L'histoire :
Avant les premières lueurs de l’aube, Catherine attend dans sa voiture, garée sous une statue de la ville. Un premier individu sort d’une gare et toque à son carreau. C’est un rasta, noir, à capuche. Il fume un gros bédo et s’installe sans un mot sur la banquette arrière. Un vieil homme arrive ensuite en Vélib’ et s’installe côté passager. Un dernier et quatrième jeune homme se fait remarquer en arrivant : il sort éméché d’une Limousine dans laquelle des bimbos à petites tenues se trémoussent sur les basses à fond. Ils ne se connaissent pas, mais se sont trouvés sur Internet pour accomplir un ultime destin commun : leur suicide. Ils commencent par jeter leurs téléphones portables à la poubelle, puis partent s’isoler dans un coin de campagne. Un tuyau est alors branché au pot d’échappement, relié à l’intérieur de la voiture pour l’asphyxie fatale. Il n’y a plus qu’à s’installer et attendre. Comme convenu, le vieil homme lit quelques vers d’un poème japonais. Mais l’attente est anormalement longue. La nature s’éveille, le jour se lève, une chasse à courre passe, des touristes s’installent pour un pique-nique… L’un d’eux comprend qu’ils tentent de s’asphyxier à partir d’un pot catalytique, ce qui va leur demander des jours ! Caramba, il leur faut trouver un autre biais de suicide…

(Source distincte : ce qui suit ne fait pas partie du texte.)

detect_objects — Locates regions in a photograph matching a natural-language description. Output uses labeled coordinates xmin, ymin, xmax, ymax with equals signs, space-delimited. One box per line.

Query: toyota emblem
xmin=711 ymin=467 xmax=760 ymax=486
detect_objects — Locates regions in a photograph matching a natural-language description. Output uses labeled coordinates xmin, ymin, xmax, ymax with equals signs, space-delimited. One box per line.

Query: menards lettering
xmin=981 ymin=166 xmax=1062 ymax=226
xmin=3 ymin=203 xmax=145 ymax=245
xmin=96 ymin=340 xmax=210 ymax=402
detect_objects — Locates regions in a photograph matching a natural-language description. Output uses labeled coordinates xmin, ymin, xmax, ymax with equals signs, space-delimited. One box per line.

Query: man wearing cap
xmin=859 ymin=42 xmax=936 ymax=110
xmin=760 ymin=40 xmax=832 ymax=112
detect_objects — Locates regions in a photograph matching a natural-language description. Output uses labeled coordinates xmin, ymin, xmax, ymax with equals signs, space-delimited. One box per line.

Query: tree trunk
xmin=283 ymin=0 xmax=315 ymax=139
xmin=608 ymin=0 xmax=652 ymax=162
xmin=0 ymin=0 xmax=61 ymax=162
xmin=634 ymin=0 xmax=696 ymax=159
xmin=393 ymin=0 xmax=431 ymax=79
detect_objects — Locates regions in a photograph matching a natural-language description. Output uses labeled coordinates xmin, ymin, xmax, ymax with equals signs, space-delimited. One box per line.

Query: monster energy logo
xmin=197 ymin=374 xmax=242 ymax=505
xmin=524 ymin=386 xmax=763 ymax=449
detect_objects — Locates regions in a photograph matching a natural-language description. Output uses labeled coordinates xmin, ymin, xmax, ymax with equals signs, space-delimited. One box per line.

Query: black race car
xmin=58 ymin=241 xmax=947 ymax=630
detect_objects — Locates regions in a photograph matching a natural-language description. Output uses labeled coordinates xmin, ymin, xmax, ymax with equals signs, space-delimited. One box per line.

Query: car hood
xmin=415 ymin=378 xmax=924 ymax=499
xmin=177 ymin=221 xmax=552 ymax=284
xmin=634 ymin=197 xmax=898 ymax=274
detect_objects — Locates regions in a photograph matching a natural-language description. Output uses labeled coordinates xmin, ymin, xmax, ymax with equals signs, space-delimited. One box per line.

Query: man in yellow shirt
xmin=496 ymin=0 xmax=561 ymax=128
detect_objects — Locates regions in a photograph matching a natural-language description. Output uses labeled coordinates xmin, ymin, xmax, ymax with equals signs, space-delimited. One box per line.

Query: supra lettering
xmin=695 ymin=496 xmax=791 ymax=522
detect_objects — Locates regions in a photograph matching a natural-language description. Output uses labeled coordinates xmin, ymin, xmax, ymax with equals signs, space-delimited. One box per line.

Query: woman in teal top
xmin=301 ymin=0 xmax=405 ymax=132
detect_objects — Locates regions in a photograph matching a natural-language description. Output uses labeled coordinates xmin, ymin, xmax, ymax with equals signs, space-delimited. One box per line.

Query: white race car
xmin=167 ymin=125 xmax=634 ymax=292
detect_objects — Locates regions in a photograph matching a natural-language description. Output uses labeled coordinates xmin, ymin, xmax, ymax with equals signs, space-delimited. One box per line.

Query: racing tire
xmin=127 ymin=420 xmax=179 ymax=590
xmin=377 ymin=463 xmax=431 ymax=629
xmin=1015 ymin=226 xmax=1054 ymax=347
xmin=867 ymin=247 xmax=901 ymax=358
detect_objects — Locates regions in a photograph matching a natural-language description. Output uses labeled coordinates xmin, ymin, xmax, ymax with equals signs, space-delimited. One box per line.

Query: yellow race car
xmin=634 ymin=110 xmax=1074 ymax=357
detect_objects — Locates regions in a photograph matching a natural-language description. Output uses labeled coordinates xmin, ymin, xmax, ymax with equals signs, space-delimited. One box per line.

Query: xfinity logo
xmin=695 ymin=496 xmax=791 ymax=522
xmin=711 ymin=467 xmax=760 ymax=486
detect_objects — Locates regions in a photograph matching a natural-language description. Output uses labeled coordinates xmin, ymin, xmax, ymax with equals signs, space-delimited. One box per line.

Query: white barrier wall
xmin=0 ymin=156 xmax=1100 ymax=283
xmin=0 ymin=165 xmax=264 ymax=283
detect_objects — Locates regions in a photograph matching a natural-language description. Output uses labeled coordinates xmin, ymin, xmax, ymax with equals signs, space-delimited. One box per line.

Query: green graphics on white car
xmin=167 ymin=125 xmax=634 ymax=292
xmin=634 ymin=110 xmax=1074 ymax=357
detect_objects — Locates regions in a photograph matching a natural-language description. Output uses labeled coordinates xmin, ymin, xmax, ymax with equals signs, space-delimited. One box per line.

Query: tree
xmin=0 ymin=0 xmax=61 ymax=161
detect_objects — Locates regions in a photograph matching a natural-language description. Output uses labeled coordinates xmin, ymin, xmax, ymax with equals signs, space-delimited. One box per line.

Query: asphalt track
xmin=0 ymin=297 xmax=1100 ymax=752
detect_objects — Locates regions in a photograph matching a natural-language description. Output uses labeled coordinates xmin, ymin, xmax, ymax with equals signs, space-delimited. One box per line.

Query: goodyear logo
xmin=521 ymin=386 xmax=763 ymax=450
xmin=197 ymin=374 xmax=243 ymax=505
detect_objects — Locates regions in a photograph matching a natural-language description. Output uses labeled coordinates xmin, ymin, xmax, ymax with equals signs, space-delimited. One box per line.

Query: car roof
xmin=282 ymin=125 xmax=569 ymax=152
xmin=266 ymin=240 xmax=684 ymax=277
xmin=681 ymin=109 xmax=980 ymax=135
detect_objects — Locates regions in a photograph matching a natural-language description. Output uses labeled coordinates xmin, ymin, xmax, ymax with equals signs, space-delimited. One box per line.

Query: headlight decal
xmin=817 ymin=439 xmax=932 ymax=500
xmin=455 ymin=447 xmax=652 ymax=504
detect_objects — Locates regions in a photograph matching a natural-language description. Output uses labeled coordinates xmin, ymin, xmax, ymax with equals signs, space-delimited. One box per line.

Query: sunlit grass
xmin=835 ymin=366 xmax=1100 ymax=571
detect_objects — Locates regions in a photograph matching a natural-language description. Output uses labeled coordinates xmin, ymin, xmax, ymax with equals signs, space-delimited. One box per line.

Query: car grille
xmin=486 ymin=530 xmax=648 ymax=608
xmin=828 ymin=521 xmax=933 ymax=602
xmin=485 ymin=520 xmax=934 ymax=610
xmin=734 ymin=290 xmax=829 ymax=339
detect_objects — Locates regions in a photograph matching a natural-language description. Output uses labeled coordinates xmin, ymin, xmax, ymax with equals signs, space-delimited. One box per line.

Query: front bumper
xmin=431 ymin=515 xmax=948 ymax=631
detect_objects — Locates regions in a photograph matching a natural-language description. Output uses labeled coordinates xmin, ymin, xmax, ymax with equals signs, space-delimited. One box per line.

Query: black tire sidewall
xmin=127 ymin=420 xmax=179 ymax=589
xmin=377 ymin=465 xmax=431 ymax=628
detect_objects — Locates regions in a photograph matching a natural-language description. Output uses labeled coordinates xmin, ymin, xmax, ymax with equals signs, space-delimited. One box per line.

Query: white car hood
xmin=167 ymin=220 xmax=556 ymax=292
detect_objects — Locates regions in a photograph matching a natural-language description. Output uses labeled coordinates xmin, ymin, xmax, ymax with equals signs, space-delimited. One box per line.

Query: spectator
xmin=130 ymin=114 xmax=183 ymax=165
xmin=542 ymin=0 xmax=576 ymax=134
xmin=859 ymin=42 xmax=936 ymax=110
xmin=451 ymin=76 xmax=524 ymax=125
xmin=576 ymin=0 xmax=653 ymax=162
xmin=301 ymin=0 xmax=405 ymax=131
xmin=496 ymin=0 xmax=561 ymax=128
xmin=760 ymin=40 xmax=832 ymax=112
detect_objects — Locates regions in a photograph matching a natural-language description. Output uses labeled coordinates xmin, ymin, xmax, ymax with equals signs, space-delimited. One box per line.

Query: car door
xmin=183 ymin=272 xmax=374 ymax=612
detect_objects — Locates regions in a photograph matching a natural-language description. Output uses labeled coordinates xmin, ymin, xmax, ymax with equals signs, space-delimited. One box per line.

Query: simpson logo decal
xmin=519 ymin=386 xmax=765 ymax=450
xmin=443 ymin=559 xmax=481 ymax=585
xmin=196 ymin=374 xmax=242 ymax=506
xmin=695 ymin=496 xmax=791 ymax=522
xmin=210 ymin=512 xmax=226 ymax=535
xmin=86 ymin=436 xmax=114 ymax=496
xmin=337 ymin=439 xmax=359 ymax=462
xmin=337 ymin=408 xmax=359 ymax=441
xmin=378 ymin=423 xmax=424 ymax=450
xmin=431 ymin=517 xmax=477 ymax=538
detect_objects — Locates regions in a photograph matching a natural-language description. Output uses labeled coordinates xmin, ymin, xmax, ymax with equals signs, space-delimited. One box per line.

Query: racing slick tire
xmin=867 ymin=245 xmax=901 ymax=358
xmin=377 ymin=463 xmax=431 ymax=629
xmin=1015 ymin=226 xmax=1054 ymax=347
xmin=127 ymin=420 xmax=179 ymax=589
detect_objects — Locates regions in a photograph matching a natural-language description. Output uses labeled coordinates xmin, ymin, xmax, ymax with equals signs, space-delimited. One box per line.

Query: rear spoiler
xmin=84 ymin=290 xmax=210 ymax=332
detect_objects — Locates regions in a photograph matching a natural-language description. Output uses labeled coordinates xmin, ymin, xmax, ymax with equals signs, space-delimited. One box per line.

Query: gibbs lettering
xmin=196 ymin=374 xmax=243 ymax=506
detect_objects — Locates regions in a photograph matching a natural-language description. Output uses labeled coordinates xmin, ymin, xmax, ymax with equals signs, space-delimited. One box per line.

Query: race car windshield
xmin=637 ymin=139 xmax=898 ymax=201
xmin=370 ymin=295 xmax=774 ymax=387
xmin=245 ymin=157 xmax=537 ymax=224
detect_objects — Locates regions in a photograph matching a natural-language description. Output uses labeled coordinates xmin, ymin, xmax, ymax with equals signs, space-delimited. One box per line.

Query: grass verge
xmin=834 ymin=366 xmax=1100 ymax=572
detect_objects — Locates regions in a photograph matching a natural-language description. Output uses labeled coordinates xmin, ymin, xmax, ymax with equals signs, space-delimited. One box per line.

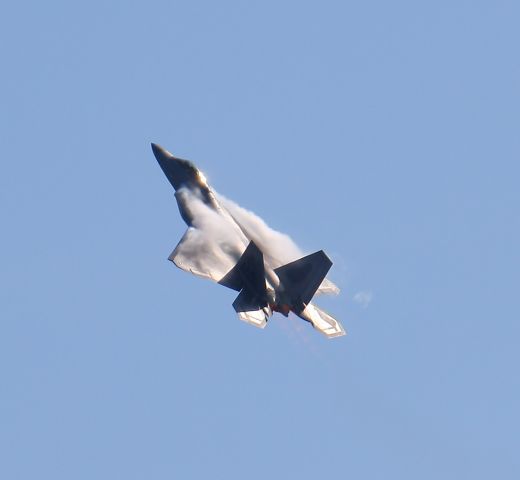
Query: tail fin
xmin=275 ymin=250 xmax=332 ymax=313
xmin=218 ymin=242 xmax=271 ymax=328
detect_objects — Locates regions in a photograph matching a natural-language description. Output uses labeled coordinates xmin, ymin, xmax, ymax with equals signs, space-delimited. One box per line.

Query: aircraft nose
xmin=152 ymin=143 xmax=172 ymax=161
xmin=152 ymin=143 xmax=198 ymax=190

Ce qu'on en pense sur la planète BD :
Ils veulent se suicider parce qu’ils ont raté leur vie… mais ils ne s’attendaient pas vraiment à rater (aussi) leur mort. Dans cette histoire, quatre quidams qui ne se connaissent pas tentent, en vain, d’organiser leur suicide collectif. Malgré les atours morbides de cette intention, ce one-shot se montre finalement très fun, de par son ton léger et son dessin coloré, ostensiblement humoristique. Il y a en effet mille moyens rigolos de foirer son suicide (surtout lorsque la pulsion de vie est aussi forte). Au gré des échecs de leur groupe composite, de leurs petites engueulades et de leurs biais de contournements, le lecteur découvre ce qu’ils s’étaient interdit de révéler : leur identité, leur personnalité, le problème à l’origine de leur envie d’en finir. C’est à travers ces aspects que le récit d’étoffe, mais c’est aussi par ce bais qu’il y perd un peu en crédibilité. Leurs problèmes sont certes irrémédiables et peuvent inciter à en finir… mais ils dévoilent surtout des tempéraments foncièrement positifs, en inadéquation avec l’oppressant besoin de mort que ressentent réellement les vrais candidats au suicide. Cela dit, cet axe de développement optimiste ainsi que le traitement graphique humoristique sont aussi ce qui fait « accepter » l’histoire, qui serait in abstensia forcément dérangeante.